You are viewing a plain text version of this content. The canonical link for it is here.
Posted to user@mahout.apache.org by akshay shetye <ak...@gmail.com> on 2013/01/10 06:16:24 UTC

machine learning algorithm giving wrong results

I have a machine learning problem which i am illustrating by giving a
simile ,less complex example

John goes from home to office daily.He takes following time to reach to
office

Bus -> 3 hours
Cab -> 2 hours
bike -> 1 hours

Problem:How much time john will take to reach his office from the time he
starts.

He mostly takes bus and sometimes cab and rarely bike depending on how much
time he has to reach his office

He must reach at office at 9am.

Now if he starts at 6 he takes bus
     if he starts at 7 he takes cab
     if he starts at  8 he takes bike.

Now the model which i build using M5P and libSvm predicts fine when he
starts on or before 8.Now the problem occurs when John leaves his home
after 8 (eg 8.30 or 9 /assume he got up late) . Ideally in this case he
will take around 1 hour as he should take his bike.

My model is giving me negative predictions and this is what is causing
problem.

Now as john wakes up late very rarely we have very few data points to train
it on such cases.

My feature list is as follows

timeLeftForDuty, DAY_OF_WEEK , TRAVEL_TIME

TRAVEL_TIME is we are trying to predict.

How can solve this problem?Meaning how can i avoid getting negati values of
travel time?Which algorithm should i use from mahout?

-- 
Regards,
Damodar Shetyo

Re: machine learning algorithm giving wrong results

Posted by Ted Dunning <te...@gmail.com>.
This is a regression problem.  The regression algorithm available in Mahout
is logistic regression.  You can force it to solve this problem in two
ways.  First, you can scale and offset the output by a large enough factor
so that the normal 0 to 1 output range is much larger than necessary and
the mean is centered at the rough mean of your data.  The only input
feature would be wake-up time.

Another approach would be to use multinomial output with three outputs.
 This is a more natural fit to the Mahout algorithm.

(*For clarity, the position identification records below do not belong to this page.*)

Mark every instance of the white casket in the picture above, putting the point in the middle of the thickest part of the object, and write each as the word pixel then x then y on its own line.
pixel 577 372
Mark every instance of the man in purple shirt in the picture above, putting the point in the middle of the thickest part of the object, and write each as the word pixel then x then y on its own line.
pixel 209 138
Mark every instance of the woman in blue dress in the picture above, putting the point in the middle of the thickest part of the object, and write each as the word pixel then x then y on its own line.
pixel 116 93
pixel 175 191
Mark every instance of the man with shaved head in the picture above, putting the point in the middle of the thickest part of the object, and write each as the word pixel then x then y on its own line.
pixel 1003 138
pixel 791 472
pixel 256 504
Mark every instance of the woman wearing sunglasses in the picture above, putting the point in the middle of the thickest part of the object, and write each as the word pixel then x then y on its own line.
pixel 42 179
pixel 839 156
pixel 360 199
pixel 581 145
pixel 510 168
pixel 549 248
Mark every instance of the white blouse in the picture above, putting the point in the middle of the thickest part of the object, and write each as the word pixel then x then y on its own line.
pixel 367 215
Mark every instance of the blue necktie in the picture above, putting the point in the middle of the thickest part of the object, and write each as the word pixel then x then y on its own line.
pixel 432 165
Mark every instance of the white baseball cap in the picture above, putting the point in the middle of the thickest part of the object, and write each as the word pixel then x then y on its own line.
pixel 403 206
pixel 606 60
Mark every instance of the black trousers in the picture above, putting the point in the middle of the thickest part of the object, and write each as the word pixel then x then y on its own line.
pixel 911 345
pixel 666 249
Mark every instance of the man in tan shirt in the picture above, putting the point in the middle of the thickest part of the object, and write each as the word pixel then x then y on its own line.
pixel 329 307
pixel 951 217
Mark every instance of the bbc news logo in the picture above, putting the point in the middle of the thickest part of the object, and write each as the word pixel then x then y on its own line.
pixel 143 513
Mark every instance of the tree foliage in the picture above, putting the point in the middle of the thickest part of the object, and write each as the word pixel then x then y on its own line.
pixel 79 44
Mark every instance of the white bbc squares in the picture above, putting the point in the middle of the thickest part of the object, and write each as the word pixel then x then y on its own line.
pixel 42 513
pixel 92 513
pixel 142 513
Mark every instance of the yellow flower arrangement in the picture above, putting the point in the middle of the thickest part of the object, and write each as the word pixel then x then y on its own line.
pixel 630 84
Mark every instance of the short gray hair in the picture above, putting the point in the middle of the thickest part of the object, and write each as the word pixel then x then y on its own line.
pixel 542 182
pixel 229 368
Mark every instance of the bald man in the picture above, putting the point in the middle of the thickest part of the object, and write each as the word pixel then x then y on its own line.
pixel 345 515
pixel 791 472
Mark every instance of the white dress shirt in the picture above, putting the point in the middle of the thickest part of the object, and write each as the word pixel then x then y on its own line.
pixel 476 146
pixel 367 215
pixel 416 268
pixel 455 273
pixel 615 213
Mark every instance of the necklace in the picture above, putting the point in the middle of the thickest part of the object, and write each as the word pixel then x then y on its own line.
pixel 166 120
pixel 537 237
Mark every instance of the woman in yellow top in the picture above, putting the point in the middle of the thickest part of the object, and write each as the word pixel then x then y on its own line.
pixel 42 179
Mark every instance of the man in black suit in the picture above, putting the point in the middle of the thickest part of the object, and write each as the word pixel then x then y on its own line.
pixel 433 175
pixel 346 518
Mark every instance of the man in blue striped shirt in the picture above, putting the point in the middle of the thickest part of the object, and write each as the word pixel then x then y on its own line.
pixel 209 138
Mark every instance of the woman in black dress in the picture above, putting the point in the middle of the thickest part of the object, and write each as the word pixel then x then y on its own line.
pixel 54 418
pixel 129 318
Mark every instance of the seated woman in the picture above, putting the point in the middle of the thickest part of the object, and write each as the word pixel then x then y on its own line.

Is this a homework problem?

On Wed, Jan 9, 2013 at 9:16 PM, akshay shetye <ak...@gmail.com>wrote:

> I have a machine learning problem which i am illustrating by giving a
> simile ,less complex example
>
> John goes from home to office daily.He takes following time to reach to
> office
>
> Bus -> 3 hours
> Cab -> 2 hours
> bike -> 1 hours
>
> Problem:How much time john will take to reach his office from the time he
> starts.
>
> He mostly takes bus and sometimes cab and rarely bike depending on how much
> time he has to reach his office
>
> He must reach at office at 9am.
>
> Now if he starts at 6 he takes bus
>      if he starts at 7 he takes cab
>      if he starts at  8 he takes bike.
>
> Now the model which i build using M5P and libSvm predicts fine when he
> starts on or before 8.Now the problem occurs when John leaves his home
> after 8 (eg 8.30 or 9 /assume he got up late) . Ideally in this case he
> will take around 1 hour as he should take his bike.
>
> My model is giving me negative predictions and this is what is causing
> problem.
>
> Now as john wakes up late very rarely we have very few data points to train
> it on such cases.
>
> My feature list is as follows
>
> timeLeftForDuty, DAY_OF_WEEK , TRAVEL_TIME
>
> TRAVEL_TIME is we are trying to predict.
>
> How can solve this problem?Meaning how can i avoid getting negati values of
> travel time?Which algorithm should i use from mahout?
>
> --
> Regards,
> Damodar Shetyo
>